Pedia-lhe que me tocasse e, embora não o fizesse, ela sentia. Sentia que eu a
queria, de uma forma tão inexplicável que não havia, no mundo, palavra que o
definisse. E continuou, não por hábito mas por necessidade, a vir ter comigo,
apenas para sentir essa nova forma de ter alguém: aquela que se ancorava no
desejo mais puro, na admiração mais plena, no carinho mais profundo.
E a Morte, que nunca tinha sentido ciúmes, ainda menos
ciúmes sentia comigo. Porque eu não era apenas alguém que ela podia ter. Era
alguém que a queria com uma intensidade sôfrega.
A Morte não sentia ciúmes. Não sentia, pelo menos, até ti.
Mas, depois, vieste tu.
E ela entrou no meu quarto. E, quando entrou, eu envolvia-me
num sonho. E, no meu sonho, estavas tu. Ficando a ver-me dormir, provavelmente
com um sorriso no rosto, ela ficou sem saber se devia acordar-me. Não precisou.

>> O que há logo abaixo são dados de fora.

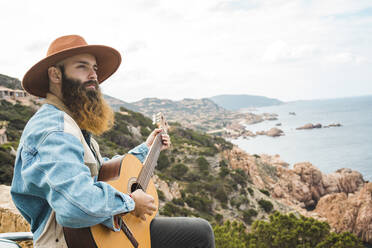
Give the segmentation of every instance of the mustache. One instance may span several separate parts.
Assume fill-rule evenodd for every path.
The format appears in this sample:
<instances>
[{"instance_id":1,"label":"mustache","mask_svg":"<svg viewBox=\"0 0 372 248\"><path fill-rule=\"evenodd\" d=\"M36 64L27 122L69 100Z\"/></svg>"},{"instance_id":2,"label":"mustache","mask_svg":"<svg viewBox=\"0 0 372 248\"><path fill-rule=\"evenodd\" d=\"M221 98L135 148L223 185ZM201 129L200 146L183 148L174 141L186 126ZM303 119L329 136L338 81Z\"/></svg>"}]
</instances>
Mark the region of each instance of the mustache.
<instances>
[{"instance_id":1,"label":"mustache","mask_svg":"<svg viewBox=\"0 0 372 248\"><path fill-rule=\"evenodd\" d=\"M89 81L85 81L83 83L83 86L89 86L89 85L94 85L94 86L96 86L96 88L99 87L99 83L98 83L97 80L89 80Z\"/></svg>"}]
</instances>

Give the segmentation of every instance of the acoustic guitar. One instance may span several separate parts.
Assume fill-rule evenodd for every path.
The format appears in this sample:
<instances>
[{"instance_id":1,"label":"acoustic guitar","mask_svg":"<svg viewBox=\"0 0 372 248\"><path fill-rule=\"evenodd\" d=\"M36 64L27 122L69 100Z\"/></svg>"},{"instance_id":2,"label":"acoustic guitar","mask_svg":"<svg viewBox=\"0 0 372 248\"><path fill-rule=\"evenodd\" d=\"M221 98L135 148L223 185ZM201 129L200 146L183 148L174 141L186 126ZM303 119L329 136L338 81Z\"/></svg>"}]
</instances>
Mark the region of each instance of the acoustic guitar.
<instances>
[{"instance_id":1,"label":"acoustic guitar","mask_svg":"<svg viewBox=\"0 0 372 248\"><path fill-rule=\"evenodd\" d=\"M162 147L161 134L167 132L168 123L161 113L157 114L156 123L162 132L155 137L143 165L135 156L126 154L104 163L98 180L125 194L142 189L154 197L155 205L159 206L158 194L151 177ZM131 213L115 216L116 225L121 227L120 232L114 232L101 224L86 228L64 227L63 231L69 248L150 248L150 223L155 215L156 212L151 216L146 215L146 221Z\"/></svg>"}]
</instances>

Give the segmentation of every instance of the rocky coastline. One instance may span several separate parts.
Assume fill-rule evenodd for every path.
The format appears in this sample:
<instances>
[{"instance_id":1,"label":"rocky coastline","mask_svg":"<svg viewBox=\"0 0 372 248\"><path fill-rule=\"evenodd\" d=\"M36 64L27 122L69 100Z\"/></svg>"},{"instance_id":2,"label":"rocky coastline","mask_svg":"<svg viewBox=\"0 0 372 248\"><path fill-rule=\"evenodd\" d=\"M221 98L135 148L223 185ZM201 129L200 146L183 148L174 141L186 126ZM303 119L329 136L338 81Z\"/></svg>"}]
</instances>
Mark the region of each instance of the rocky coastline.
<instances>
[{"instance_id":1,"label":"rocky coastline","mask_svg":"<svg viewBox=\"0 0 372 248\"><path fill-rule=\"evenodd\" d=\"M257 187L298 213L327 221L336 232L349 231L372 243L372 183L364 181L359 172L343 168L324 174L309 162L289 168L279 155L250 155L238 147L224 156L234 169L243 169Z\"/></svg>"}]
</instances>

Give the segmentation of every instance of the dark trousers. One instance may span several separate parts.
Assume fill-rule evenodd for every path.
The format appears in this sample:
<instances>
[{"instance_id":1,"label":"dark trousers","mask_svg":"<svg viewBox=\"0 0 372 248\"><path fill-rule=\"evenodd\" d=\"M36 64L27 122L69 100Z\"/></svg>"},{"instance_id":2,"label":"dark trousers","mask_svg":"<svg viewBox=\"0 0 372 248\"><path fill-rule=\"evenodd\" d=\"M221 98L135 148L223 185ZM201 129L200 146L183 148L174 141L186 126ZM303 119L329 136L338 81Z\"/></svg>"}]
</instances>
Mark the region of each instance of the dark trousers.
<instances>
[{"instance_id":1,"label":"dark trousers","mask_svg":"<svg viewBox=\"0 0 372 248\"><path fill-rule=\"evenodd\" d=\"M201 218L156 217L150 233L151 248L214 248L213 229Z\"/></svg>"}]
</instances>

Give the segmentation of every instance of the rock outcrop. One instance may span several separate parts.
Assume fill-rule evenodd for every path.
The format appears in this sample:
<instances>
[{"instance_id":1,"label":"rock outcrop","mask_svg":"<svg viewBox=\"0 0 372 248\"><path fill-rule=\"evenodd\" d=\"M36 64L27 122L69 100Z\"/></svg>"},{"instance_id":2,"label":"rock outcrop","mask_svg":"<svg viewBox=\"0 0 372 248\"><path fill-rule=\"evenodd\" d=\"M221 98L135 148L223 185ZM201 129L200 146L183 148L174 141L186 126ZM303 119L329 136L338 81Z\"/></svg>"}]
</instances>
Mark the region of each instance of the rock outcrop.
<instances>
[{"instance_id":1,"label":"rock outcrop","mask_svg":"<svg viewBox=\"0 0 372 248\"><path fill-rule=\"evenodd\" d=\"M318 124L312 124L312 123L308 123L308 124L305 124L303 125L302 127L298 127L296 128L296 130L304 130L304 129L314 129L314 128L329 128L329 127L341 127L342 125L340 123L332 123L332 124L329 124L329 125L325 125L323 126L322 124L318 123Z\"/></svg>"},{"instance_id":2,"label":"rock outcrop","mask_svg":"<svg viewBox=\"0 0 372 248\"><path fill-rule=\"evenodd\" d=\"M372 183L359 172L343 168L324 174L309 162L291 169L279 155L250 155L237 147L225 152L225 158L233 169L246 171L258 188L301 214L327 220L336 231L348 230L372 243Z\"/></svg>"},{"instance_id":3,"label":"rock outcrop","mask_svg":"<svg viewBox=\"0 0 372 248\"><path fill-rule=\"evenodd\" d=\"M269 131L257 131L256 135L267 135L270 137L279 137L279 136L284 135L284 132L283 130L279 128L273 127Z\"/></svg>"},{"instance_id":4,"label":"rock outcrop","mask_svg":"<svg viewBox=\"0 0 372 248\"><path fill-rule=\"evenodd\" d=\"M303 125L302 127L298 127L296 128L297 130L303 130L303 129L314 129L314 128L322 128L322 124L318 123L318 124L312 124L312 123L308 123L308 124L305 124Z\"/></svg>"},{"instance_id":5,"label":"rock outcrop","mask_svg":"<svg viewBox=\"0 0 372 248\"><path fill-rule=\"evenodd\" d=\"M10 187L0 185L0 233L29 232L30 225L18 212L10 196ZM32 241L20 242L21 247L32 247Z\"/></svg>"},{"instance_id":6,"label":"rock outcrop","mask_svg":"<svg viewBox=\"0 0 372 248\"><path fill-rule=\"evenodd\" d=\"M166 201L181 197L180 187L177 182L168 185L167 182L161 180L157 175L154 175L152 179L154 180L156 188L164 193Z\"/></svg>"},{"instance_id":7,"label":"rock outcrop","mask_svg":"<svg viewBox=\"0 0 372 248\"><path fill-rule=\"evenodd\" d=\"M336 232L349 231L372 243L372 183L355 194L333 193L322 197L315 209Z\"/></svg>"}]
</instances>

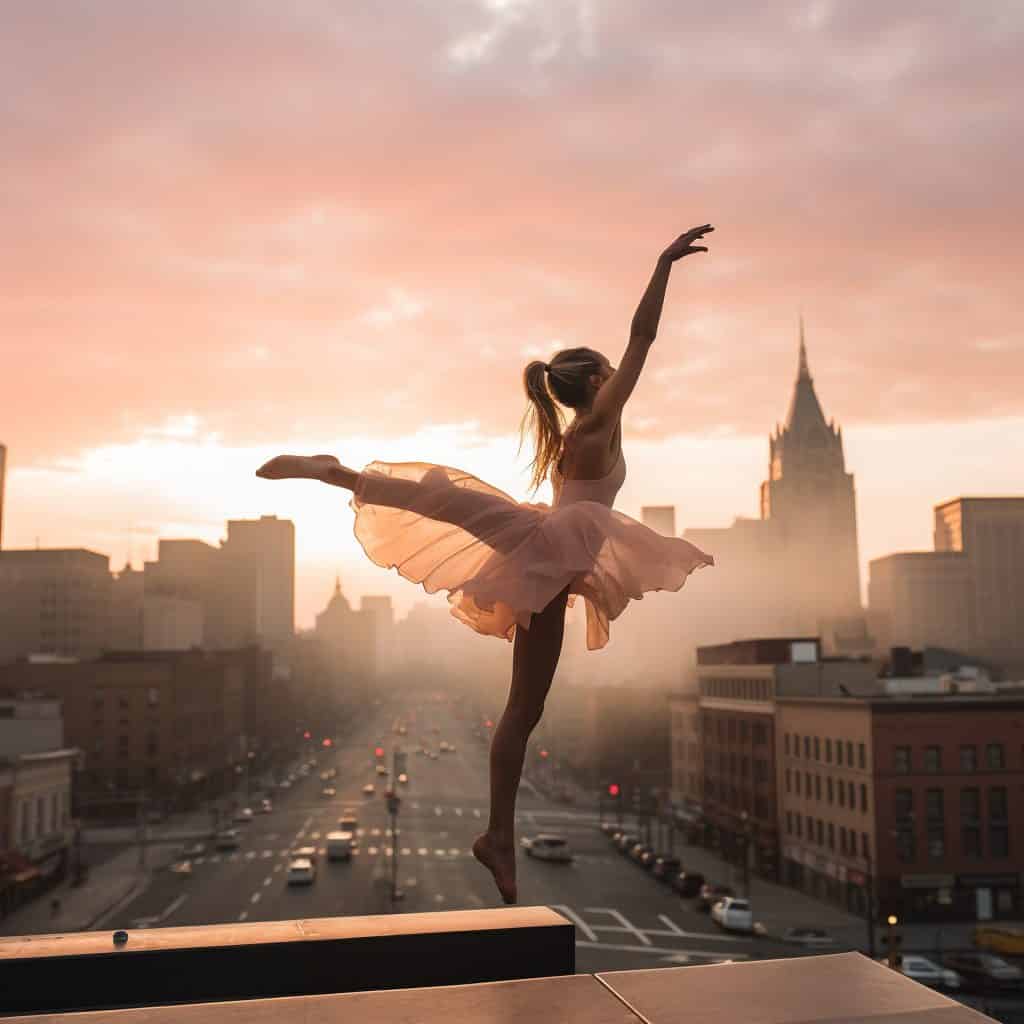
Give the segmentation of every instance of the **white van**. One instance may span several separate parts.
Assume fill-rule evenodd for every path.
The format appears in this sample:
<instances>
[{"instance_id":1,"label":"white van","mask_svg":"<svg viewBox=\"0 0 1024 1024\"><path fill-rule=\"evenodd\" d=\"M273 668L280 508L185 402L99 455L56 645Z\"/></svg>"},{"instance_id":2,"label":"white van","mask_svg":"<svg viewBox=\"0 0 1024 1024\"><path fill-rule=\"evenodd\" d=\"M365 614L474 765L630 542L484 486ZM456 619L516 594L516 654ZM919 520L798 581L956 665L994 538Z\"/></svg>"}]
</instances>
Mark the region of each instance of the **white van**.
<instances>
[{"instance_id":1,"label":"white van","mask_svg":"<svg viewBox=\"0 0 1024 1024\"><path fill-rule=\"evenodd\" d=\"M528 857L536 857L537 860L554 860L562 864L568 864L572 860L572 850L569 849L565 836L545 832L533 838L524 836L520 844Z\"/></svg>"},{"instance_id":2,"label":"white van","mask_svg":"<svg viewBox=\"0 0 1024 1024\"><path fill-rule=\"evenodd\" d=\"M327 859L328 860L351 860L352 859L352 833L351 832L328 832L327 833Z\"/></svg>"}]
</instances>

Acordei sozinha. Olhei para ela e contei-lhe. Contei-lhe como precisava
desesperadamente de viver mais um dia para te ver, nem que fosse só mais uma
vez. Contei-lhe como me sentia viva na forma como os nossos lábios se envolviam
em beijos. Contei-lhe que o arrepio inusitado do toque dos teus dedos na minha
pele era uma espécie de voracidade que eu não tinha conhecido antes. Contei-lhe
que te desejava, de uma forma tão intensa que, em alguns momentos, não sabia
lidar com o meu corpo ou com a arrítmica sensação de plenitude do meu peito. E
ela ouviu-me, retraindo-se, enquanto me ouvia enaltecer a vida que me corria
nas veias. Por ti.
Perguntou-me quem eras. Tinha ciúme na voz. Perguntou-me
quem eras e eu não lhe disse. Porque não quero que ela te leve de mim.
A Vida riu-se. Baixinho. Vendo a sua irmã eterna sair do meu
quarto, cabisbaixa, cabeça tombando no peito ossudo. Magicando fórmulas para
retomar o meu desejo. E eu, que também o vi, compreendi pela primeira vez a
extensão deste sentido que me emaranha a pele com todas as coisas
inexplicáveis.
A Morte não sentia ciúmes. Não sentia, pelo menos, até ti.
Mas, depois, vieste tu.
Toda a gente sente ciúme. De uma forma ou outra. Toda a
gente sente ciúme. Agora, até a Morte.